And The Biggest "Winner" From The 2014 Emerging Market Crisis Is...

Tyler Durden's picture

While the world may be reeling in the aftermath of a horrible week for markets, which following today's largely expected $10 billion additional taper announcement, is only set to get worse (because, oops, the global economy turned out to not be in escape velocity mode as everyone simply confused the artificial level of the S&P 500 with economic output, as usual), one entity is delighted by the recent surge in volatility and market uncertainty: CNBC.

The financial station which most had left for dead after an abysmal 2013, and an end to the year in which the Comcast-owned network barely had 30K viewers in its prime 25-54 demographics (which might explain the male incontinence diaper advertisements), managed to stage a remarkable come back and saw both its broad and target demo audiences post increases (from 113K to 134K for P2+, from 34K to 45K in 25-54). Well, maybe not "remarkable" per se: we use the term loosely. Charting the Nielsen data, here is how CNBC looks as of right now.

Yeah, in retrospect, definitely not remarkable.

Then again, it is distinctly possible that the January pick up is simply seasonal following a sleepy end to the year in which absolutely nothing was allowed to go wrong. As a result, it goes without saying that the correct metric to look at is year over year change. It is here sadly, that not even CNBC is able to score any brownie points with its advertisers: the January 2014 P2+ audience dropped by 21% from 2013, while the 25-54 demo was off by 18%.

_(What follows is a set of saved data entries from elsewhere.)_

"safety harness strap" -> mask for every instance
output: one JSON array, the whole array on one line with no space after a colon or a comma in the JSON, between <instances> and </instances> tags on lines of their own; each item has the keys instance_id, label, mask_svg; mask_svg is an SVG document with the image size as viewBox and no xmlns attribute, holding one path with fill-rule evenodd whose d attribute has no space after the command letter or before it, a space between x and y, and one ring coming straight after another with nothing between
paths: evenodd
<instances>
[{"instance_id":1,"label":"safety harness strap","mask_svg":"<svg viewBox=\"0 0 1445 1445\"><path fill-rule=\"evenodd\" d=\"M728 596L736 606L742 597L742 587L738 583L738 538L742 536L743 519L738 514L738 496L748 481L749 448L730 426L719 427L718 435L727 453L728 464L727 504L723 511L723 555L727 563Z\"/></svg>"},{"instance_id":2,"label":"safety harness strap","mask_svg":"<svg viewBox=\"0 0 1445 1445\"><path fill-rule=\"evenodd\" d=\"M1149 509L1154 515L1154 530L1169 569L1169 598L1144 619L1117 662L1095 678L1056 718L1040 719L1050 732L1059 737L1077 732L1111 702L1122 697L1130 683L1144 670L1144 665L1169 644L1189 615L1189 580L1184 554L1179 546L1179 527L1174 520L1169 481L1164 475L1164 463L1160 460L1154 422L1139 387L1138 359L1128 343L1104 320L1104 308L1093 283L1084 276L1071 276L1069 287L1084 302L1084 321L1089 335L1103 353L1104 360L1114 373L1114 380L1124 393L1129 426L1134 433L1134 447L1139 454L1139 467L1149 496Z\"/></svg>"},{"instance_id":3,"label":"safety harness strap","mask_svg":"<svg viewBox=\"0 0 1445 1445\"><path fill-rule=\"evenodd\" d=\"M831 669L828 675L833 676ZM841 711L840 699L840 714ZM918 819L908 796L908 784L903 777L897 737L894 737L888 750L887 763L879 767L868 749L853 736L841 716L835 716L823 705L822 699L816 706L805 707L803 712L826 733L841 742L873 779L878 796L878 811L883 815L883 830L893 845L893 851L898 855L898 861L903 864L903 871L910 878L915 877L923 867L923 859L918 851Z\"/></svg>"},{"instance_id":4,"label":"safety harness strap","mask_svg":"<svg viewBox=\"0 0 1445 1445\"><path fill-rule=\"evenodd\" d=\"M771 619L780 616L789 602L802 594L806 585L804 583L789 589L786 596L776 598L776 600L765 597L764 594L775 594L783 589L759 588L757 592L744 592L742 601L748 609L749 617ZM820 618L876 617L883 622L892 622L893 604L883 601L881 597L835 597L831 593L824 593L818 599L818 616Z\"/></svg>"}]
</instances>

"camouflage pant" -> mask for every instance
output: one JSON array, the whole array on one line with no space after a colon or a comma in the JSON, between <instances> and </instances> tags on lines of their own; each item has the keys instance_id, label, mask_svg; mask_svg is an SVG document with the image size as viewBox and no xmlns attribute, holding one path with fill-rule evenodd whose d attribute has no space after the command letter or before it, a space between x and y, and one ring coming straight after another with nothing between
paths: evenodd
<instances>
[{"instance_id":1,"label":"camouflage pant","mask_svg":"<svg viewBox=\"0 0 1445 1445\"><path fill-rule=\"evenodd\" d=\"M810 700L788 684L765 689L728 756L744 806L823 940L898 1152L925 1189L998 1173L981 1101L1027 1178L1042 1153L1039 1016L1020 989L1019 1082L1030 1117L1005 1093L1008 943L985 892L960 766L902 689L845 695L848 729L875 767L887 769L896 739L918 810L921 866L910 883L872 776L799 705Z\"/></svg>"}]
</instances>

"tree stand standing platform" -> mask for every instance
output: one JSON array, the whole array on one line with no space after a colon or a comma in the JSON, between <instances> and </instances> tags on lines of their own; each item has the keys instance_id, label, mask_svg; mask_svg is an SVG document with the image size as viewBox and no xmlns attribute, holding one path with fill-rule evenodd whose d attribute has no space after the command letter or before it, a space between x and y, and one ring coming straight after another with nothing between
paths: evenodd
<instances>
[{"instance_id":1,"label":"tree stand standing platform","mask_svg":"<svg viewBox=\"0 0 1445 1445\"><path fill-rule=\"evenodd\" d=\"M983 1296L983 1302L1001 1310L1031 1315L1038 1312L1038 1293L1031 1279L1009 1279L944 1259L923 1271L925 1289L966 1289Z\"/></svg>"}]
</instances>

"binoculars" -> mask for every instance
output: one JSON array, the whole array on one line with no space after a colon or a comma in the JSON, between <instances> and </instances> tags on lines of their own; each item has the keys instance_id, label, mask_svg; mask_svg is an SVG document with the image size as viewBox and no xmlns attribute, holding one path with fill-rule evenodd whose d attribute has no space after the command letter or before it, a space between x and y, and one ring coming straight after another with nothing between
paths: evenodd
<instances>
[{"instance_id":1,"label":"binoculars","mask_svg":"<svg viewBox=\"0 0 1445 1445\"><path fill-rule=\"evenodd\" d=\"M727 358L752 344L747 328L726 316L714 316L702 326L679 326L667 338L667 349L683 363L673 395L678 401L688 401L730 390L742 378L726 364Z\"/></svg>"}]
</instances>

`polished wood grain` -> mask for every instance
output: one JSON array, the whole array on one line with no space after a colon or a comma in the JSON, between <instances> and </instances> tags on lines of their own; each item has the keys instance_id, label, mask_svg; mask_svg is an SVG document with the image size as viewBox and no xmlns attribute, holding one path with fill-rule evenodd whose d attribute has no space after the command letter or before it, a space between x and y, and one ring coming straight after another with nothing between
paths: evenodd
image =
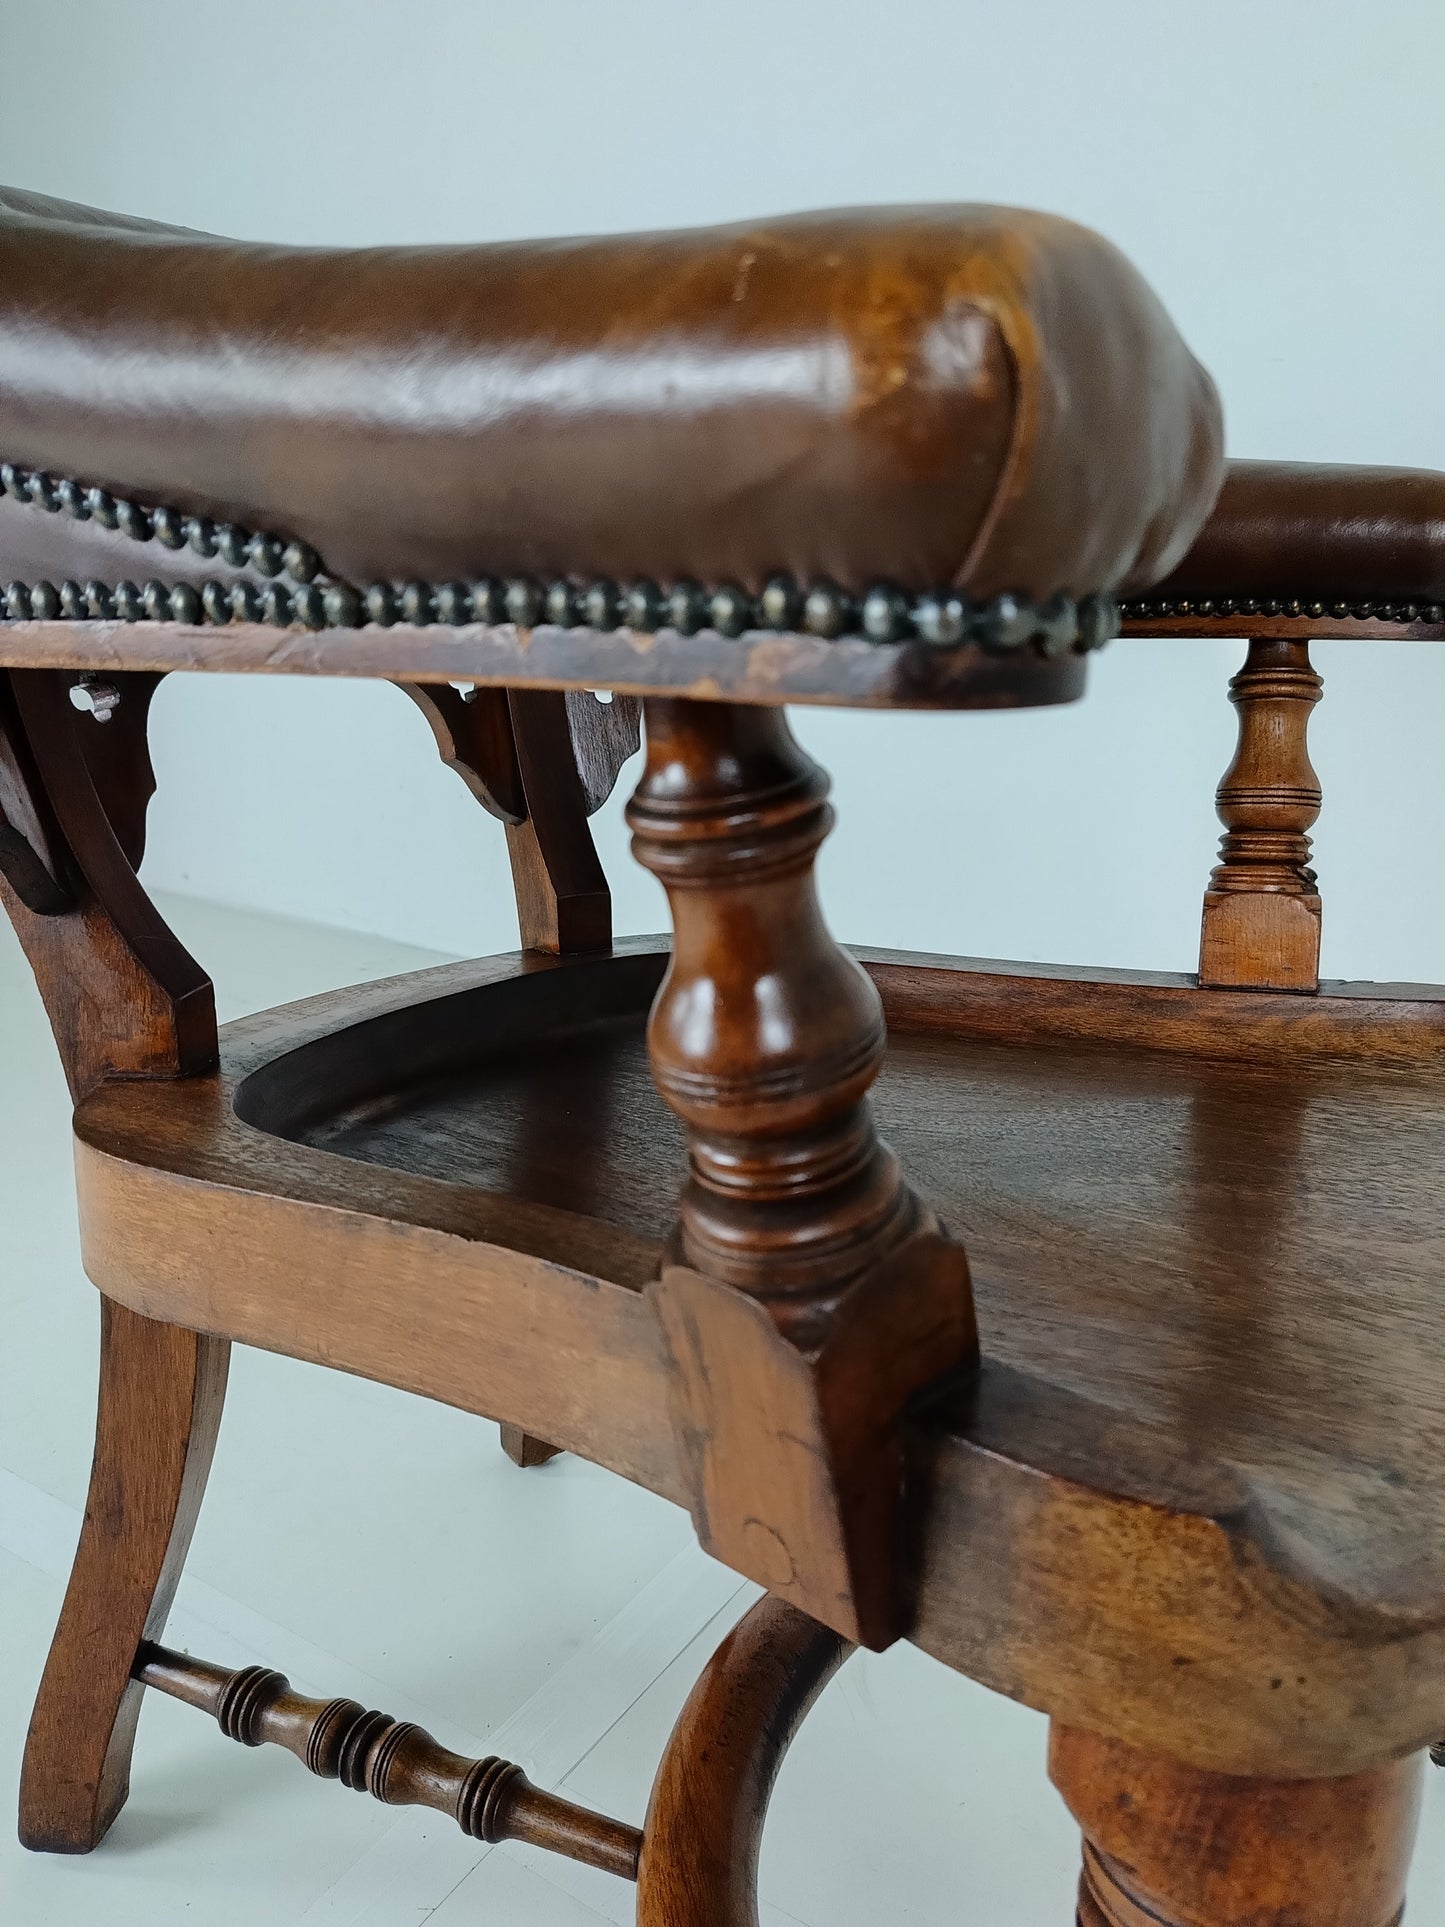
<instances>
[{"instance_id":1,"label":"polished wood grain","mask_svg":"<svg viewBox=\"0 0 1445 1927\"><path fill-rule=\"evenodd\" d=\"M723 1640L662 1756L643 1828L637 1927L758 1927L758 1854L793 1736L853 1648L780 1599Z\"/></svg>"},{"instance_id":2,"label":"polished wood grain","mask_svg":"<svg viewBox=\"0 0 1445 1927\"><path fill-rule=\"evenodd\" d=\"M847 705L877 709L1012 709L1072 702L1083 694L1081 656L1031 650L990 655L977 645L857 637L694 636L663 630L415 628L223 629L178 622L7 622L3 660L23 669L113 674L197 669L228 673L379 676L408 683L476 683L508 689L611 689L628 696L701 701Z\"/></svg>"},{"instance_id":3,"label":"polished wood grain","mask_svg":"<svg viewBox=\"0 0 1445 1927\"><path fill-rule=\"evenodd\" d=\"M1229 685L1239 744L1216 804L1224 837L1204 896L1199 981L1317 990L1320 898L1309 829L1320 783L1306 731L1321 682L1304 642L1256 640Z\"/></svg>"},{"instance_id":4,"label":"polished wood grain","mask_svg":"<svg viewBox=\"0 0 1445 1927\"><path fill-rule=\"evenodd\" d=\"M323 1780L340 1780L392 1807L430 1807L463 1833L495 1845L519 1840L624 1880L637 1878L642 1835L534 1787L519 1766L489 1756L471 1760L429 1733L355 1700L307 1699L284 1673L231 1668L164 1646L140 1649L135 1678L211 1714L242 1746L285 1747Z\"/></svg>"},{"instance_id":5,"label":"polished wood grain","mask_svg":"<svg viewBox=\"0 0 1445 1927\"><path fill-rule=\"evenodd\" d=\"M125 1804L141 1689L221 1420L230 1346L101 1300L100 1407L80 1545L25 1742L20 1838L87 1853Z\"/></svg>"},{"instance_id":6,"label":"polished wood grain","mask_svg":"<svg viewBox=\"0 0 1445 1927\"><path fill-rule=\"evenodd\" d=\"M687 1133L655 1297L702 1543L882 1647L908 1616L903 1411L972 1374L978 1335L961 1246L873 1127L882 1005L813 880L827 787L779 711L647 706L627 820L674 929L648 1052Z\"/></svg>"},{"instance_id":7,"label":"polished wood grain","mask_svg":"<svg viewBox=\"0 0 1445 1927\"><path fill-rule=\"evenodd\" d=\"M1423 1756L1334 1779L1201 1773L1057 1722L1079 1927L1398 1927Z\"/></svg>"},{"instance_id":8,"label":"polished wood grain","mask_svg":"<svg viewBox=\"0 0 1445 1927\"><path fill-rule=\"evenodd\" d=\"M1445 986L1331 981L1318 997L1200 990L1192 976L1073 964L857 955L883 991L890 1026L945 1035L966 1026L1000 1044L1135 1046L1194 1060L1288 1069L1314 1063L1429 1070L1445 1050ZM886 977L879 973L886 969Z\"/></svg>"},{"instance_id":9,"label":"polished wood grain","mask_svg":"<svg viewBox=\"0 0 1445 1927\"><path fill-rule=\"evenodd\" d=\"M218 1079L98 1091L92 1276L686 1502L645 1289L683 1158L644 1038L664 963L449 966L233 1027ZM1445 1002L869 971L880 1129L967 1232L985 1352L907 1432L915 1640L1226 1771L1438 1737Z\"/></svg>"}]
</instances>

Of course: the best way to test a thesis that market volatility is actually good for the permabullish channel is to have vol continue soaring, and if possible send the VIX over 80 a la Lehman: after all who could withstand the sight of Bob Pisani explaining a 50% market drop whily crying.. If not even that manages to boost CNBC viewership to prior year levels, forget its 2007 heyday, then Comcast may as well pull the plug.